"Un air doux et posé, parmi d'autres enfants,
M'inspira de l'amour pour elle dès quatre ans."
L'ÉCOLE DES FEMMES, Arnolphe, Acte I, Scène I
"Tout commence là. Le moment initial, c'est l'amour. Arnolphe a rencontré l'amour pour la première fois ce jour là, il y a treize ans, dans la personne d'une petite fille élue parmi d'autres ; c'est sur ce sentiment inconnu à lui-même jusqu'alors, sur la puissance de cet événement-là, qu'il va construire une architecture, établir des lois, fonder une école.
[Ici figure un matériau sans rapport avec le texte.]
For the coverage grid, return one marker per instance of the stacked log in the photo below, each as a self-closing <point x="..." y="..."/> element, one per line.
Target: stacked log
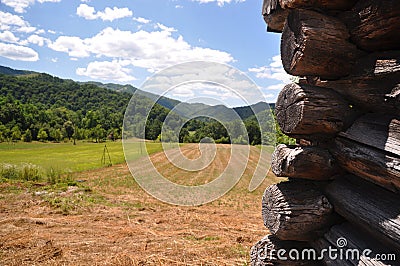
<point x="343" y="188"/>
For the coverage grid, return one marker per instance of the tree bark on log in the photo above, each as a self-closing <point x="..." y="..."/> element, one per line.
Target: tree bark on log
<point x="357" y="247"/>
<point x="321" y="4"/>
<point x="274" y="15"/>
<point x="303" y="162"/>
<point x="265" y="252"/>
<point x="296" y="210"/>
<point x="374" y="24"/>
<point x="372" y="208"/>
<point x="373" y="86"/>
<point x="370" y="148"/>
<point x="309" y="112"/>
<point x="314" y="44"/>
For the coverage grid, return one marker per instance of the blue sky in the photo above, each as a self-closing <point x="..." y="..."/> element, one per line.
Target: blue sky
<point x="127" y="41"/>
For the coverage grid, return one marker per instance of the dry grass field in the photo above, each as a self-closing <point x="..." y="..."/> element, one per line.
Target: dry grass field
<point x="104" y="218"/>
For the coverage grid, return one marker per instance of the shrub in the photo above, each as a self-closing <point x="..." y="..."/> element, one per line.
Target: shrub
<point x="30" y="172"/>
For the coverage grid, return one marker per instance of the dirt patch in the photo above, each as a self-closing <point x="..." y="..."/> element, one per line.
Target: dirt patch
<point x="127" y="226"/>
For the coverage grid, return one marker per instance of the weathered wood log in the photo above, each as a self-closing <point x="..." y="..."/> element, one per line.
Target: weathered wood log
<point x="296" y="210"/>
<point x="274" y="15"/>
<point x="320" y="4"/>
<point x="305" y="111"/>
<point x="265" y="252"/>
<point x="370" y="148"/>
<point x="374" y="209"/>
<point x="303" y="162"/>
<point x="314" y="44"/>
<point x="374" y="25"/>
<point x="374" y="85"/>
<point x="353" y="247"/>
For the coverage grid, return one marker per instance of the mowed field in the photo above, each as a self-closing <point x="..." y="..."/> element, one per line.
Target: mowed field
<point x="105" y="218"/>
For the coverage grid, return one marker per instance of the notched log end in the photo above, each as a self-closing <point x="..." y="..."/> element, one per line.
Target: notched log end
<point x="296" y="210"/>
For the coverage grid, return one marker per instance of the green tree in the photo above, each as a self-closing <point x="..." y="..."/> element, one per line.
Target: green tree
<point x="69" y="129"/>
<point x="16" y="133"/>
<point x="42" y="135"/>
<point x="56" y="134"/>
<point x="27" y="137"/>
<point x="253" y="131"/>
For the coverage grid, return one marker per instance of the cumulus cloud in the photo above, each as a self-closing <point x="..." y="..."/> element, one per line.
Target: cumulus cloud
<point x="8" y="36"/>
<point x="13" y="22"/>
<point x="18" y="52"/>
<point x="150" y="50"/>
<point x="274" y="72"/>
<point x="114" y="70"/>
<point x="74" y="46"/>
<point x="38" y="40"/>
<point x="88" y="12"/>
<point x="142" y="20"/>
<point x="219" y="2"/>
<point x="21" y="5"/>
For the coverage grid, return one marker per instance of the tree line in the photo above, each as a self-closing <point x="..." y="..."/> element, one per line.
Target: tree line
<point x="40" y="107"/>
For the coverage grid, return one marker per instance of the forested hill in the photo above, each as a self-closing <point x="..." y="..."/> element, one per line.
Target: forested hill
<point x="14" y="72"/>
<point x="38" y="106"/>
<point x="53" y="92"/>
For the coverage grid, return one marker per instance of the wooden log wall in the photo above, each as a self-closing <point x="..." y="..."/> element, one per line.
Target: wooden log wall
<point x="343" y="188"/>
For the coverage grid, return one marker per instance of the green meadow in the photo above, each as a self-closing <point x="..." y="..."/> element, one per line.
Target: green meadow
<point x="67" y="157"/>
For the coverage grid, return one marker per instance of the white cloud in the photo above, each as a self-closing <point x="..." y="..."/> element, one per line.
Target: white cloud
<point x="142" y="20"/>
<point x="114" y="70"/>
<point x="273" y="71"/>
<point x="17" y="52"/>
<point x="8" y="36"/>
<point x="110" y="14"/>
<point x="27" y="29"/>
<point x="38" y="40"/>
<point x="74" y="46"/>
<point x="51" y="1"/>
<point x="150" y="50"/>
<point x="183" y="91"/>
<point x="276" y="86"/>
<point x="219" y="2"/>
<point x="20" y="5"/>
<point x="11" y="21"/>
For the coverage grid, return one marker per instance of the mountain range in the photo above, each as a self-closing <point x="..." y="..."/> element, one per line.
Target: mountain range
<point x="186" y="110"/>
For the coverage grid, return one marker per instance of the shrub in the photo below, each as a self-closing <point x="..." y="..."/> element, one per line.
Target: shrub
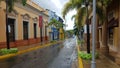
<point x="87" y="56"/>
<point x="8" y="51"/>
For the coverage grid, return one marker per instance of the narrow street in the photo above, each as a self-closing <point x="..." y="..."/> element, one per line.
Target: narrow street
<point x="66" y="56"/>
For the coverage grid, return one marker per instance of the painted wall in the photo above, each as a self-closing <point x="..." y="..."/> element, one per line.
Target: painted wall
<point x="22" y="13"/>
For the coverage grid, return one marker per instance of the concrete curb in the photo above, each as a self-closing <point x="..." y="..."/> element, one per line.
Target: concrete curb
<point x="80" y="63"/>
<point x="27" y="50"/>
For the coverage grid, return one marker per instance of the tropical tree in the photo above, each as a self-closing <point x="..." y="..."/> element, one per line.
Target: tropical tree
<point x="76" y="4"/>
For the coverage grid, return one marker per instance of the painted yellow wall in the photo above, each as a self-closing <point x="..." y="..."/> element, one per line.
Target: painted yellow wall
<point x="19" y="21"/>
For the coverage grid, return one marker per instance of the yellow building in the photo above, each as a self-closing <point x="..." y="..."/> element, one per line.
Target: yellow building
<point x="23" y="24"/>
<point x="109" y="32"/>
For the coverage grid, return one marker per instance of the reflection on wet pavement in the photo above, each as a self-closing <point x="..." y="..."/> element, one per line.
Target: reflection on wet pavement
<point x="66" y="56"/>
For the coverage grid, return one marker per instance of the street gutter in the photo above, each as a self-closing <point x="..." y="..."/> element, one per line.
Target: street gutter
<point x="27" y="50"/>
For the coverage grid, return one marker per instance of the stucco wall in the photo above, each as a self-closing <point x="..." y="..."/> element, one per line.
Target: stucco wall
<point x="21" y="11"/>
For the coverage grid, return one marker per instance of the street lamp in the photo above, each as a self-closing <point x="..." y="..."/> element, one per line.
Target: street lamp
<point x="86" y="3"/>
<point x="7" y="30"/>
<point x="93" y="63"/>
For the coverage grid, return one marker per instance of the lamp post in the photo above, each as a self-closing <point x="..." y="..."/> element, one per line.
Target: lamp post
<point x="86" y="3"/>
<point x="93" y="63"/>
<point x="7" y="30"/>
<point x="87" y="23"/>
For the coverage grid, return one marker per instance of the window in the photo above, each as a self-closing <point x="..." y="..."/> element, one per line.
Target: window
<point x="25" y="30"/>
<point x="12" y="29"/>
<point x="35" y="30"/>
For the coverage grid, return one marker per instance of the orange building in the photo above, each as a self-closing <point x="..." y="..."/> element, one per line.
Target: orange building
<point x="23" y="24"/>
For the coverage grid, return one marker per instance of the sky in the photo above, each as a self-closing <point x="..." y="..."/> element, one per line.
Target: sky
<point x="57" y="6"/>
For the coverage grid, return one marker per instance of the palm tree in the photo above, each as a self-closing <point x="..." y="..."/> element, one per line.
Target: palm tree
<point x="56" y="24"/>
<point x="76" y="4"/>
<point x="9" y="8"/>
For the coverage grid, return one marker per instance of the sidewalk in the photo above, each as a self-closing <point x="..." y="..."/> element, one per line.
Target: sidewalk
<point x="101" y="62"/>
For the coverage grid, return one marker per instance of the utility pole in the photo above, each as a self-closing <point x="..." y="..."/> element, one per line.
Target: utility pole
<point x="93" y="63"/>
<point x="7" y="30"/>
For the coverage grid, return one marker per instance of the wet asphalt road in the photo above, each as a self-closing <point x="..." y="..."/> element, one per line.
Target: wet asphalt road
<point x="66" y="56"/>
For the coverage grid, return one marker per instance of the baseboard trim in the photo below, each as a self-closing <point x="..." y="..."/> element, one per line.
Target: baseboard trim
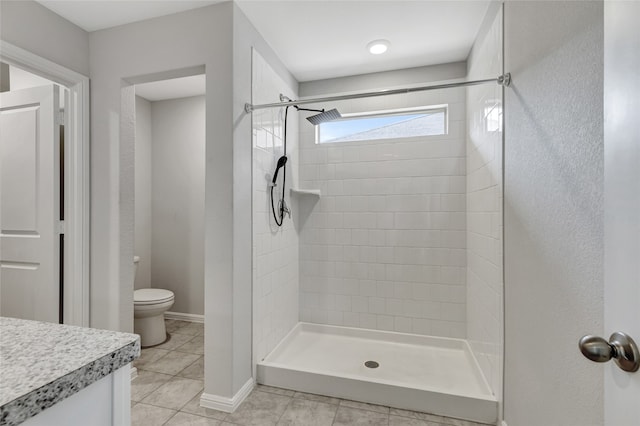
<point x="184" y="317"/>
<point x="227" y="405"/>
<point x="134" y="372"/>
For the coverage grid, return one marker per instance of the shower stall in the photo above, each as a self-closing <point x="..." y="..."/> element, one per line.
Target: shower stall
<point x="385" y="283"/>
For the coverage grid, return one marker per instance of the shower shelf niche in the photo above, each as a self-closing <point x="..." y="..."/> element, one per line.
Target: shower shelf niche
<point x="301" y="192"/>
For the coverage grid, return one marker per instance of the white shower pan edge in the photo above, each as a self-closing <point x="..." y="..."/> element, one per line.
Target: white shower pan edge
<point x="329" y="360"/>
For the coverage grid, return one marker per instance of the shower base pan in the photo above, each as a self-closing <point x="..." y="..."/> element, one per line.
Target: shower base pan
<point x="412" y="372"/>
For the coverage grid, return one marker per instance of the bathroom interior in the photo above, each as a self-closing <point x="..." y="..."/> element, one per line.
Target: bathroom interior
<point x="360" y="243"/>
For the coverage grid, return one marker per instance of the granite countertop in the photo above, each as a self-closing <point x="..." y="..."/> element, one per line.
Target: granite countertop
<point x="43" y="363"/>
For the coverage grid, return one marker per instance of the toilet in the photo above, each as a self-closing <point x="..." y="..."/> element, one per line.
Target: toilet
<point x="149" y="306"/>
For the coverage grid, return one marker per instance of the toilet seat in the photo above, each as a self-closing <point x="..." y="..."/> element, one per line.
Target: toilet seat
<point x="151" y="296"/>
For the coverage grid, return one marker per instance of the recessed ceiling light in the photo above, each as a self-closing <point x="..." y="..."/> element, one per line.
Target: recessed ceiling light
<point x="378" y="47"/>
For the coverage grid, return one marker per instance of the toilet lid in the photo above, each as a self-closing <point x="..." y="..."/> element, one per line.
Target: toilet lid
<point x="150" y="296"/>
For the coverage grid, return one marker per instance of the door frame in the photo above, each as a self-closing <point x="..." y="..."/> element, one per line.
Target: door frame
<point x="77" y="204"/>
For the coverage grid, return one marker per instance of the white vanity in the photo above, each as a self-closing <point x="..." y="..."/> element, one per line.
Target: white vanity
<point x="53" y="374"/>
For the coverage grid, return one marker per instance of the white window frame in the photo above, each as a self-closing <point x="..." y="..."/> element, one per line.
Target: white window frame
<point x="77" y="209"/>
<point x="387" y="113"/>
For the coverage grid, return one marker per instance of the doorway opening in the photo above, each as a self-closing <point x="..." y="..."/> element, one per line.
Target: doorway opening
<point x="44" y="189"/>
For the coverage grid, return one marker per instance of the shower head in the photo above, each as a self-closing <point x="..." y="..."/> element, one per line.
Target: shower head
<point x="324" y="116"/>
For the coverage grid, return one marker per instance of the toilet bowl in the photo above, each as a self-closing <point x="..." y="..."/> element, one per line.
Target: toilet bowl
<point x="149" y="306"/>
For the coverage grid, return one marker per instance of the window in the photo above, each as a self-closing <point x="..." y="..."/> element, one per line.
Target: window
<point x="401" y="123"/>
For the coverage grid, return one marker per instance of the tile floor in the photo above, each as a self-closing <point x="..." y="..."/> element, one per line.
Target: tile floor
<point x="171" y="379"/>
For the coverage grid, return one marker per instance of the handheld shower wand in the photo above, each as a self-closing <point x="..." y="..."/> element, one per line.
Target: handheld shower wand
<point x="322" y="117"/>
<point x="281" y="163"/>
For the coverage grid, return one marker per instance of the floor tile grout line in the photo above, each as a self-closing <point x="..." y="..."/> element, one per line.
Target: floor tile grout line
<point x="285" y="409"/>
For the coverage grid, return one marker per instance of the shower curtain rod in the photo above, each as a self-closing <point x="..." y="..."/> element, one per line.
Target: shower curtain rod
<point x="503" y="80"/>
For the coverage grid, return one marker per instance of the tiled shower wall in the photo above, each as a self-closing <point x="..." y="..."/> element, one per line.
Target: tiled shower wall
<point x="484" y="206"/>
<point x="384" y="247"/>
<point x="275" y="249"/>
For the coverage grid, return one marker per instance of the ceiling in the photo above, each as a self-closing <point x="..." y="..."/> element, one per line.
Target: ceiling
<point x="93" y="15"/>
<point x="172" y="89"/>
<point x="323" y="39"/>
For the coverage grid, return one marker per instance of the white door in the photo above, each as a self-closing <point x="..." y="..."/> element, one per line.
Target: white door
<point x="622" y="201"/>
<point x="29" y="204"/>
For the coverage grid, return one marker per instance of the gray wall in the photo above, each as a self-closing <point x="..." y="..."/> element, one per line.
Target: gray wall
<point x="177" y="211"/>
<point x="121" y="57"/>
<point x="142" y="242"/>
<point x="553" y="211"/>
<point x="33" y="27"/>
<point x="220" y="38"/>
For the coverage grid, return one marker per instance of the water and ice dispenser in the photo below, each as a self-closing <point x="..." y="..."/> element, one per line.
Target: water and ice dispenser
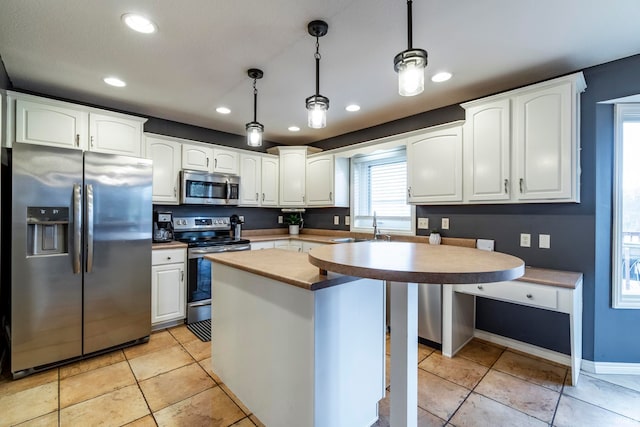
<point x="47" y="230"/>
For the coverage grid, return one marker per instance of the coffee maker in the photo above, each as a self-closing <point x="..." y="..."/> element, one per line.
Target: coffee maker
<point x="162" y="226"/>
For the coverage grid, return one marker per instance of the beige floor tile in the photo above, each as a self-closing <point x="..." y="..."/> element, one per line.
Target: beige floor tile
<point x="573" y="412"/>
<point x="481" y="352"/>
<point x="530" y="398"/>
<point x="117" y="408"/>
<point x="425" y="419"/>
<point x="96" y="382"/>
<point x="461" y="371"/>
<point x="183" y="334"/>
<point x="160" y="340"/>
<point x="159" y="362"/>
<point x="438" y="396"/>
<point x="537" y="371"/>
<point x="92" y="363"/>
<point x="173" y="386"/>
<point x="27" y="403"/>
<point x="478" y="410"/>
<point x="235" y="399"/>
<point x="212" y="407"/>
<point x="146" y="421"/>
<point x="609" y="396"/>
<point x="206" y="365"/>
<point x="49" y="420"/>
<point x="198" y="349"/>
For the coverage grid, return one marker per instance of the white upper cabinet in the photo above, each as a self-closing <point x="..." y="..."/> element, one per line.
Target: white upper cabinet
<point x="54" y="125"/>
<point x="166" y="156"/>
<point x="487" y="161"/>
<point x="523" y="146"/>
<point x="250" y="179"/>
<point x="270" y="180"/>
<point x="197" y="157"/>
<point x="327" y="181"/>
<point x="434" y="165"/>
<point x="293" y="162"/>
<point x="225" y="161"/>
<point x="115" y="135"/>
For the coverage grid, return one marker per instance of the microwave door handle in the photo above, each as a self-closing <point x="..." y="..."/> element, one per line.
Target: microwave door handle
<point x="77" y="227"/>
<point x="89" y="218"/>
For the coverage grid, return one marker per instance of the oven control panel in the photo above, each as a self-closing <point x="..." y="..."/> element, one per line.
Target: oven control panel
<point x="201" y="223"/>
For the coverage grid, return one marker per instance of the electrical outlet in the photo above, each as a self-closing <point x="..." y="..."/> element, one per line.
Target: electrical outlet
<point x="544" y="241"/>
<point x="423" y="223"/>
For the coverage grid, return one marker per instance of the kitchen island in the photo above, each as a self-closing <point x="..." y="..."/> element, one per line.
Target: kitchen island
<point x="297" y="347"/>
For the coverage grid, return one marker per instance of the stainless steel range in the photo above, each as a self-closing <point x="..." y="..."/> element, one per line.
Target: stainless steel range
<point x="204" y="235"/>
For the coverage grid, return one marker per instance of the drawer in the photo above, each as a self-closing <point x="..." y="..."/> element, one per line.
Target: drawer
<point x="516" y="292"/>
<point x="168" y="256"/>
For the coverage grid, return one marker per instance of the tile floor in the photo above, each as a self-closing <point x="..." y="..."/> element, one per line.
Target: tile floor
<point x="169" y="382"/>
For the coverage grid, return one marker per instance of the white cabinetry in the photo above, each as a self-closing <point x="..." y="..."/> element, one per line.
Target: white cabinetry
<point x="434" y="165"/>
<point x="168" y="290"/>
<point x="44" y="121"/>
<point x="166" y="155"/>
<point x="293" y="162"/>
<point x="197" y="157"/>
<point x="523" y="145"/>
<point x="327" y="180"/>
Le projet d'Arnolphe est un projet personnel. Arnolphe éduque Agnès en dehors du monde pour lui faire accéder à la connaissance. Il aime Agnès comme Dieu aime sa créature, Agnès aime Arnolphe comme une fille aime son père. Horace, c'est l'autre, c'est l'extérieur qui, pénétrant dans cet espace clos, crée des possibles. L'espace s'ouvre et c'est la naissance du désir, d'un amour dont la nature a changé. Arnolphe commence à regarder Agnès non plus comme l'enfant d'un projet utopique, mais comme une femme. Tel est le paradoxe d'Arnolphe : parce qu'il réussit complètement son projet, son projet lui échappe: il ne peut pas être l'homme de cette femme qu'il a créée. Pour que son œuvre se perpétue dans la réalité, il va donner cette femme en mariage à Horace. Agnès devient son vecteur dans le réel. Si Agnès est devenue une femme, Arnolphe, d'un dieu créateur, d'un maître, devient un homme. On assiste à la naissance d'un homme."